Some high-profile investors opt for anonymous trading for privacy reasons or to protect their personal interests such as family. Some stock exchanges, including London Stock Exchange, NASDAQ and Toronto Stock Exchange, offer this type of option for investors.
Most investors that opt for this option are the high rollers, as they want the freedom to have major investment without getting much attention from most people.
How does anonymous trading work?
Investors can trade anonymously in two different settings—anonymous exchanges and dark pools. Anonymous exchanges were eventually allowed due to competition from electronic communication networks. Some stock exchanges allow traders to order both anonymously and non-anonymously. Meanwhile, dark pools operate outside of regulated national exchanges, which means that orders made through this venue would only be anonymous before and during the execution instead of after execution.
Dark pool trading also allows for searching or posting liquidity, but the traders have the option not to print the trades on acknowledged exchanges.

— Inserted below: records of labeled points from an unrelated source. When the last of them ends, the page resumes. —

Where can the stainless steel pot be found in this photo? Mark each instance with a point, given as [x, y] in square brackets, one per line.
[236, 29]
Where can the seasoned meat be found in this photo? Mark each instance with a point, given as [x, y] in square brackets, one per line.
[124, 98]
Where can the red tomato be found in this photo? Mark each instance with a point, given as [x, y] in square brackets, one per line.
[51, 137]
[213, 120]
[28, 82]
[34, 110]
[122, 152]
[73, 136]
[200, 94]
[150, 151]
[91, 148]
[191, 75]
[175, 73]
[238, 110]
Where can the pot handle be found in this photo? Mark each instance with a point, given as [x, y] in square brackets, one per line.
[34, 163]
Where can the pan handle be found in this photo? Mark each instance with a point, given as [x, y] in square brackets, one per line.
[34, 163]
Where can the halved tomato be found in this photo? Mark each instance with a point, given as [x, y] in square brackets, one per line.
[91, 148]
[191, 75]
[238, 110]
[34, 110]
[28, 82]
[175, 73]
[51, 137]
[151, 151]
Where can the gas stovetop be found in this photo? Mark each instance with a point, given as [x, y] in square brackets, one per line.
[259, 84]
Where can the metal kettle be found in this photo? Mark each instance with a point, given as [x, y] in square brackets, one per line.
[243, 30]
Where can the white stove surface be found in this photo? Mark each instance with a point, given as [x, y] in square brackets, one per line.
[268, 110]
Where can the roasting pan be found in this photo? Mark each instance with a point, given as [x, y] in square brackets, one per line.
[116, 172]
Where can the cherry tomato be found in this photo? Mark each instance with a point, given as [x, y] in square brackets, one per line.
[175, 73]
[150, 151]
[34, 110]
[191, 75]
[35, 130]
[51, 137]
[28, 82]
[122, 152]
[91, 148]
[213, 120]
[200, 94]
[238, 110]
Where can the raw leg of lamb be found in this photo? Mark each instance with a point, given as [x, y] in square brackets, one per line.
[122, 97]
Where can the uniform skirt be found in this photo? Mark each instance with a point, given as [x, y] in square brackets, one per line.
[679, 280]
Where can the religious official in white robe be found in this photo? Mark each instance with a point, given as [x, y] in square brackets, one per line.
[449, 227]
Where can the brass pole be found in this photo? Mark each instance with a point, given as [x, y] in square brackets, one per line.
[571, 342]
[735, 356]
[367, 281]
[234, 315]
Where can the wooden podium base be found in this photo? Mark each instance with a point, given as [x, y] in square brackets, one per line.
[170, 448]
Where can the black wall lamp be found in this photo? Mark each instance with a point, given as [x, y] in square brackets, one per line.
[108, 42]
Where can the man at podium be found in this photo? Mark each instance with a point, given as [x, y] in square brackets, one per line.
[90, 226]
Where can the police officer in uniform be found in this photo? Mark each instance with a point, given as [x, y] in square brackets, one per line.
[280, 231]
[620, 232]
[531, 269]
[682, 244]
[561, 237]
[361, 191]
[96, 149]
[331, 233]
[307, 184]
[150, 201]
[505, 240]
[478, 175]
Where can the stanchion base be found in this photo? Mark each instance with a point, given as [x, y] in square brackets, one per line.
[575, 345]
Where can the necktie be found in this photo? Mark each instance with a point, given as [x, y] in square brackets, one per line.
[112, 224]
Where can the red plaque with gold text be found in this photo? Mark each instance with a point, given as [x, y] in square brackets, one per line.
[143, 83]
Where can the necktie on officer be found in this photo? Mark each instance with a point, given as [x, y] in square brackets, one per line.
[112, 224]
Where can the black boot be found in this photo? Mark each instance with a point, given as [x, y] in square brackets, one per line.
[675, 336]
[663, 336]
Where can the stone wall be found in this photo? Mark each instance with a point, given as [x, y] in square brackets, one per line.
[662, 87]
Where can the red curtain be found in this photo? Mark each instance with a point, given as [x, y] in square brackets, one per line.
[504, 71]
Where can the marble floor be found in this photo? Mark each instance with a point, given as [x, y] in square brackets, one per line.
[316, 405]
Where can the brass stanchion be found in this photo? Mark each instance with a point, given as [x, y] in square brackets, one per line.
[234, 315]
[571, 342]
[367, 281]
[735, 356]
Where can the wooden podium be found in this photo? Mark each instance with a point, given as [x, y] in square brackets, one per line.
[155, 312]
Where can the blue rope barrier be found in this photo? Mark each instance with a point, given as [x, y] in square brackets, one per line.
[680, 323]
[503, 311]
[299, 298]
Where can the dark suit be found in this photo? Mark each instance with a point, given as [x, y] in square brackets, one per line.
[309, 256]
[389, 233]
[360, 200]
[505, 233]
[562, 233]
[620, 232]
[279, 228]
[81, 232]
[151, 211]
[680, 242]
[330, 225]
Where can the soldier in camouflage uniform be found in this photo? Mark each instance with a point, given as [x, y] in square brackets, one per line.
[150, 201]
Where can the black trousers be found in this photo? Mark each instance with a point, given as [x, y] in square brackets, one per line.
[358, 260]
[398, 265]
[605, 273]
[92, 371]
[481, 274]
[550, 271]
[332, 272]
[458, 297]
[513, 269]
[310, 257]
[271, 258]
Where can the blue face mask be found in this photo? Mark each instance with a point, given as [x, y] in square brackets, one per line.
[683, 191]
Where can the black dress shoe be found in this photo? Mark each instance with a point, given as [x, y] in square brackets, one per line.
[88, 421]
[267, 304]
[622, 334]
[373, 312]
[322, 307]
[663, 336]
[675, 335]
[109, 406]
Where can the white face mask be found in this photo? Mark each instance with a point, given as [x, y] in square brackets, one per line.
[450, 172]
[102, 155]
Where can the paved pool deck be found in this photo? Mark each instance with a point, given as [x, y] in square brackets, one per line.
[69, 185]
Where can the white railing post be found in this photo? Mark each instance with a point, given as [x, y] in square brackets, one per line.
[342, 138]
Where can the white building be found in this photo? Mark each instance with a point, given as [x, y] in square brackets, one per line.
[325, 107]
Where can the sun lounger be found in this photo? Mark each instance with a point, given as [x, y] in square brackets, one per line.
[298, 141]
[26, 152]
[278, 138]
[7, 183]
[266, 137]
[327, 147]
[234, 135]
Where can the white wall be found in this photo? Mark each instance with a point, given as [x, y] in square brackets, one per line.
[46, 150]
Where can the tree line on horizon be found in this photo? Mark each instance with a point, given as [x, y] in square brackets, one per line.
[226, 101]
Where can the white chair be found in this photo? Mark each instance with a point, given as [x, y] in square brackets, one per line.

Most transactions for anonymous trading are more strategic than non-anonymous ones because these are usually executed by specialists and market participants. Apart from a more strategic execution, anonymous trading usually involves larger trades, according to a research published in the Journal of Financial and Quantitative Analysis.
What is the advantage of investing anonymously?
The research also found out that anonymous trading could help reduce execution costs when used in a more calculated manner—which is often the case because as mentioned, these types of trading are usually done by market makers. When done in a random order, anonymous trading does not help reduce execution costs.
Apart from personal privacy, some investors prefer anonymous trading because they do not want to get noticed, according to Advisor. Most of these investors choose to work with smaller industries where a certain high-volume trade is made, it easily gets noticed. These investors want to protect not just their identity but also their strategy.
Such investors always run the risk of having their intentions noticed, copied, or undermined. For example a savvy trader might spot a deal going down, outbid the offer by a penny or two, then sell it back for pennies more. Knowing the larger company or investor is willing to pay means they can leverage it for their gain, and the bigger investor’s loss. Thus it is no surprise many seek to engage in anonymous trading.
These investors usually work with firms on their behalf, having the option not to be specified in the printed order. This is particularly useful when trading on a lit board where anyone can see a specific firm that has traded a stock.
Who should be interested in anonymous trading?
Ultimately is up to the investor to maintain the certain degree of their anonymity. If they do not want anyone to know that they are trading for specific stocks, they must not tell other people the firms that they are affiliated or doing business with, as these firms are usually the ones publicly listed.
Anonymous trading may not be for everyone but the protection it provides is undeniable. People with money to trade should have the freedom not to be identified for security reasons and not for fraudulent intent. In a political climate where people usually judge other people about everything they do—both personally and professionally—anonymous trading helps prevent drama.
For instance, an investor may not wish to be associated with the oil and gas industry, but this person sees opportunities in these industries—anonymous trading could help that person to keep his or her business private. Whether it is in their personal or professional lives, people do not just deserve, but they also have the right to their own privacy.